Bukan hanya perubahan secara fisik yang terjadi, tapi juga ada Pertamina Way. Pertamina Way
memperkenalkan budaya baru yang coba mengikis penyelewangan yang terjadi pada mobil
mobil tangki pengangkut BBM dari depot ke SPBU. Kemudian juga ada program Pertamina
Pasti Pas. Dalam program ini Pertamina meminta pihak ketiga yang secara rutin melakukan
pengecekan terhadap ukuran, kualitas, dan servis yang dilakukan di SPBU.
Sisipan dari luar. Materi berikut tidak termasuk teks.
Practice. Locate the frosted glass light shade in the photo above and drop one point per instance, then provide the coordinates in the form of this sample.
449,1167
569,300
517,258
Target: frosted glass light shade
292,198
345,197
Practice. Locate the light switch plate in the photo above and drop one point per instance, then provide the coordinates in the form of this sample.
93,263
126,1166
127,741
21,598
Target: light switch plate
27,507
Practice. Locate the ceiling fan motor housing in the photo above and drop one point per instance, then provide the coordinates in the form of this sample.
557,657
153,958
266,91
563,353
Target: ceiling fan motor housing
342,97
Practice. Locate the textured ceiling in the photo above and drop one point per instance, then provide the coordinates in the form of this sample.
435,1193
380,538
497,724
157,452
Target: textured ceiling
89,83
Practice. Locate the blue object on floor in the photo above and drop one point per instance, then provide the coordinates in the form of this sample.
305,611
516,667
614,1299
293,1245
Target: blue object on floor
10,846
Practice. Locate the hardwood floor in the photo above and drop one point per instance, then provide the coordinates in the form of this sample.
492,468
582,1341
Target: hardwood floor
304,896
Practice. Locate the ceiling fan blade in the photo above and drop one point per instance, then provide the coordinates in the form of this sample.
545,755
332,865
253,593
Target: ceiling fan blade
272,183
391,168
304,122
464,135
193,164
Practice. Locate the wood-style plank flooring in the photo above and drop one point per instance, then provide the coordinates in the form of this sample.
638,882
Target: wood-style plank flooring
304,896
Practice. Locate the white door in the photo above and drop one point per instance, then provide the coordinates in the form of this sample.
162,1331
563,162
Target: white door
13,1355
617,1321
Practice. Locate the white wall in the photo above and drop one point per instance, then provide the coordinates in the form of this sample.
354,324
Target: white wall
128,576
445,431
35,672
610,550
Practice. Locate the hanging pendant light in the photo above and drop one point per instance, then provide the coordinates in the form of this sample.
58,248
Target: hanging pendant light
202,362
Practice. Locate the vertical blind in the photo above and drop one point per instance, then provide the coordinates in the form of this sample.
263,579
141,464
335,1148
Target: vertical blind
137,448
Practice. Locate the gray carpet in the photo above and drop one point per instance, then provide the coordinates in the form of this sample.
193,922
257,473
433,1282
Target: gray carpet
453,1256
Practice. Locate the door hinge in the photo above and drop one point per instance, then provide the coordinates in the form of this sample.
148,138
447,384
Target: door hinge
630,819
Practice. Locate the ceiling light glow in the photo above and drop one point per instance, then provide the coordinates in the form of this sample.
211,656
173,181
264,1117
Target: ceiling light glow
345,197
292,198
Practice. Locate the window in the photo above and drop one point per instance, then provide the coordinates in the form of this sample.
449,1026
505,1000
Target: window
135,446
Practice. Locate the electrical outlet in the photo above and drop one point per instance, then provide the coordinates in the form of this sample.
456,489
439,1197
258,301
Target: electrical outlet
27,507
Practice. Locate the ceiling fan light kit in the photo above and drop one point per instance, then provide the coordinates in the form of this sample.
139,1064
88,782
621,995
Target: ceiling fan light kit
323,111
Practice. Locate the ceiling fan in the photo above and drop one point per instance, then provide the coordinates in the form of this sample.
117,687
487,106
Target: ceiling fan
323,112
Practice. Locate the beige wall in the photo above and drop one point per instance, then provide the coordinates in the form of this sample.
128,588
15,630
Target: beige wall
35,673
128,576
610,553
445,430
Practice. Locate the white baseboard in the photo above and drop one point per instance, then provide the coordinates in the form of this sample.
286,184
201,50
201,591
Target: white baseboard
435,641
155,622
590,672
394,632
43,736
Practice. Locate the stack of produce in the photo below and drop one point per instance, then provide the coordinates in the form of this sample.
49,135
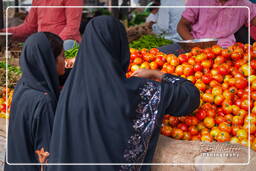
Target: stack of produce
14,74
223,78
149,41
Untuk menghadapi tantangan dalam jangka panjang, visi ke depan adalah SDM Pertamina harus
professional, setara dengan perusahaan minyak asing. Langkah langkah untuk mengubah budaya
antara lain adalah dengan cara memilih calon calon pemimpin yang disesuaikan dengan
kebutuhan Pertamina di masa depan.

Konsekuen perubahan dair cost plus fee menjadi perushaan yang mencari laba juga menyentuh
ke soal asset asset tidak produktif milik Pertamina. Manajemen telah membuat kebijakan untuk
membuat asset asset ini lebih produktif sehingga pada gilirannya akan meningkatkan ROA
(return on asset).

2. URAIKAN DAMPAK KEBIJAKAN RESTRUKTURISASI YANG DILAKUKAN


PERTAMINA TERHADAP KEBUTUHAN SDMNYA.

Jawab: Untuk mendukung pencapaian visi baru tersebut, tentu Pertamina membutuhkan SDM
yang sesuai. Dampak kebijakan restrukturisasi yang dilakukan pertamina terhadap kebutuhan
SDMnya yaitu Pertamina jadi menurunkan jumlah karyawannya. Sejak adanya UU Migas yang
baru, Pertamina mengurangi jumlah karyawan dari 27 ribu pada tahun 2001 menjadi sekitar 22
ribu pada tahun 2005. Diharapkan, jumlah karyawan Pertamina akan terus berkurang seiring
dengan perubahan. Pertamina juga merekrut orang orang baru dengan kompetensi yang sesuai
dengan tuntutan bisnis.

3. APA ARTI STRATEGIS PROGRAM BTP TERHADAP TERCAPAINYA VISI DAN


MISI BARU PERTAMINA

Jawab: BTP dimasukkan nilai nilai budaya baru seperti customer focus, clean, confident, dan
competitive. BTP ini diharapkan dapat menjadi pusat transformasi dan tempat untuk berbagi
cerita tentang sukses awal transformasi. Sebagai bagian dari BTP adalah travel management,
dengan mencontoh praktek perusahaan perusahaan minyak asing. Tujuan dari travel management
adalah untuk menekan biaya perjalanan dinas. Selain itu juga melakukan perubahan pada aspek
remunerasi dengan menciptakan system. Untuk itulah setiap orang dinilai berdasarkan KPI (key
Performances Indicator). Caranya dengan membuat kontrak kerja antara bawahan dengan
atasannya. System ini dirancang Pertamina bersama konsultan dari luar negeri dengan
melakukan benchmark terhadap perusahaan minyak asing. Dengan menerapkan cara ini,
diharapkan semua karyawan akan terbawa secara langsung dengan system itu. Apabila kontrak
kontrak ini sudah diturunkan ke masing masing karyawan (cascade), maka diharapkan akan
terjadi equal pay for equal job.
4. KENAPA PERTAMINA MENGEMBANGKAN PROGRAM SPESIALIS VS
GENERALIS DALAM MEMENUHI KEBUTUHAN SDMNYA.
Jawab: Karena merupakan langkah antisipasi perusahaan agar karyawan tidak berbondong
bonding ingin menjadi generalis, karena terbatasnya posisi jabatan structural. Selain itu, menjadi
pemimpin juga tidak mudah. Sumarsono mengambil contoh ada seorang GM, begitu menempati
posisinya dia di kantor saja. Orang seperti ini tidak cocok, karena seorang GM harus berkeliling.
Kalau setiap hari di kantor, begitu ada kasus dia tidak tahu.